When to Use Asynchronous Processing
In the Marketing Cloud Engagement REST API, some calls use synchronous processing and some use asynchronous processing. The main difference between the two processing types is how the API responds to your requests.
In a synchronous call, the API executes the operation at the time the request is made and then returns the results of the operation.
In an asynchronous call, the API accepts your request and immediately provides a request ID. However, this immediate response doesn’t mean that the system completed the operation immediately. Instead, you must issue a separate request to find the status of the operation that you’re trying to perform, and then you must issue another request to view the result of that operation.
Each type of processing has benefits and drawbacks. One type can be more suitable for your specific use case than another. Generally, synchronous processing is better for minor changes and asynchronous processing is better for extensive changes. For example, if you’re building an application that creates or updates data events one at a time, synchronous processing is likely the better option. With synchronous processing, you can provide a response quickly without issuing subsequent calls to the API to find the status. If your application updates thousands of data extension rows at once due to an event, asynchronous processing is likely the better fit.
This table includes several factors to consider when determining to use synchronous or asynchronous calls.
|Requests to create or update records result in a request ID immediately. Your request is added to the queue for processing and is executed in the order in which it was received.
|After accepting your request, the API executes it. When the operation completes, the API provides a response that includes the result of the operation.
|If the system is unavailable or undergoing maintenance, your API calls are accepted, queued, and processed at a later time.
|If the system is unavailable or undergoing maintenance, your API calls aren’t accepted because they can’t be executed.
|Volume of records
|Create and update requests are immediately accepted and added to the processing queue. This type of processing is helpful when you want to change a long list of records in a single call to the API.
|It can take several minutes to create or update a long list of records. To prevent long-running API calls, limit synchronous create and update calls to 50 rows and 50 items per request. If you have more than 50 rows to create or update, you must make several calls to the API.
|Number of calls required
|Requests to create or update records result in a request ID immediately. To view the status and the results of the request, provide this request ID in subsequent calls.

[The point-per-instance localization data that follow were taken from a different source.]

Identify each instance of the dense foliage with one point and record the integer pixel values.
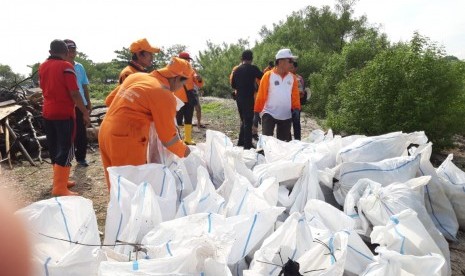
(406, 87)
(360, 82)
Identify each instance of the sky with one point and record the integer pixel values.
(99, 27)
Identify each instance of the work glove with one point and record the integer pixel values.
(295, 113)
(256, 118)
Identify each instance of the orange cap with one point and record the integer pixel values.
(176, 67)
(142, 45)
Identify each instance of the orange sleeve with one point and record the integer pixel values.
(262, 94)
(198, 83)
(163, 109)
(232, 72)
(295, 96)
(181, 94)
(109, 99)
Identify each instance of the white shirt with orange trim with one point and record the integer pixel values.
(279, 103)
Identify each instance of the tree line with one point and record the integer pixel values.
(360, 81)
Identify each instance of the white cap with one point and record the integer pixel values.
(285, 53)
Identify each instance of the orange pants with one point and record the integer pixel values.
(123, 142)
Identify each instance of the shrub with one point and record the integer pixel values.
(409, 87)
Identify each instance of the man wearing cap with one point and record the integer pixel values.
(142, 57)
(189, 96)
(80, 140)
(278, 97)
(141, 99)
(244, 82)
(61, 95)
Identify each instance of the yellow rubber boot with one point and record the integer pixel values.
(60, 181)
(188, 135)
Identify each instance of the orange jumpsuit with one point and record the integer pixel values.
(128, 70)
(189, 84)
(124, 133)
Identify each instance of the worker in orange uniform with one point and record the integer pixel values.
(278, 97)
(141, 99)
(142, 57)
(187, 95)
(61, 95)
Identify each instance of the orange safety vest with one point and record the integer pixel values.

|In a single call, you can issue a request and view the result.
|If your request is well formed, the API accepts it. Because the API processes your request at a later time, the request body can contain errors that prevent the request from being executed. You only know about this failure if you issue a subsequent call to the API to view the results.
|If your request is well formed, the API accepts it and attempts to execute the request. If the request body contains errors, you receive information about the failure without issuing a subsequent call to the API.